軸制御ループのデータ交換速度 100us は、制御帯域幅 10 kHz に相当します。この速度はクローズドループ制御やトルク制御にも十分です。

高精度同期のための分散クロック

フィールドに分散したプロセスに同期動作が必要となるアプリケーションでは高精度な同期が特に重要です。例えば複数のサーボ軸が同期動作を行うようなアプリケーションがこれに当てはまります。

通信エラーが発生するとすぐに品質が低下する完全同期通信方式とは対照的に、分散同期クロック方式は、通信システムのジッターに対して広い許容範囲を備えています。

EtherCAT: Illustration of Distributed Clock
EtherCAT: 分散クロック (DC) イラスト (出典: http://www.ethercat.org/)

EtherCAT の同期メカニズムは、IEEE-1588 Precision Time Protocol に基づいており、その定義をいわゆる分散クロック (DC) に拡張しています。簡単に言うと、すべての EtherCAT ESC はハードウェア・ベースのクロックを維持し、最小時間間隔は 1 ナノ秒 (合計で 64 ビット) です。EC-Slave によって維持される時刻は、ローカル・システム時刻 (Local system time) と呼ばれます。

正確なインターネット時刻同期メカニズムと動的時刻補正メカニズム (*1) により、EtherCAT DC テクノロジは、すべての EC-Slave ローカル・システム時刻の時刻差が +/- 20 ナノ秒以内であることを保証できます。

(*1) EtherCAT standard document ETG1000.4 をご参照ください。

同期性と同時性: 300 ノードと 120 m のケーブルで接続された 2 つの分散デバイスのスコープ ビュー。(出展: http://www.ethercat.org/)

従来のソリューションとEtherCAT ソリューションの比較

自動化技術におけるフィールドバスの使用の人気により、PCベースの制御システムが広く使用されるようになりました。主流のアーキテクチャは主に従来のソリューションとEtherCATソリューションに分けられます。

従来のソリューション:

従来のソリューションでは階層型制御システムを使用します。これは通常、実際の制御タスク、フィールドバスシステム、I / Oシステムのローカル拡張バス、または周辺機器用の単純なローカルデバイスなど、サイクルシステムの複数の補助システムで構成されます。
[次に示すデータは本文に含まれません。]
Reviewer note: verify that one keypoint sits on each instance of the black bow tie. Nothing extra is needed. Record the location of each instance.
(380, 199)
例えばISAバスは自動化の分野で40年以上使用されいます。8 MHzの伝送速度、多種のソフトウェアソースコード機能、様々なアナログおよびデジタル出力へのアクセスなど複数のプロセスを実行できるため広く使用されています。

EtherCAT

EtherCATソリューションは自動化関連のアプリケーションでの普及が近年進んでいます。マスターデバイスとスレーブデバイス間の接続はネットワークケーブルのみで行うことができ、EtherCATデバイスはインストールの速さ、シンプルな配線、それらによる労力の削減により他の産業用通信規格から際立っています。

Ethernet自体はこれまでと同レベルの技術の進歩を示しており、フィールドバスシステムを一般的に使用するアプリケーションタイプではシステムに優れたリアルタイム機能を持つこと、小さなデータ通信に適応するできること、そして経済的である必要がありました。EtherCATはこれらのリアルタイム自動化技術、テストと測定、その他のさまざまなアプリケーションの要件を満たしています。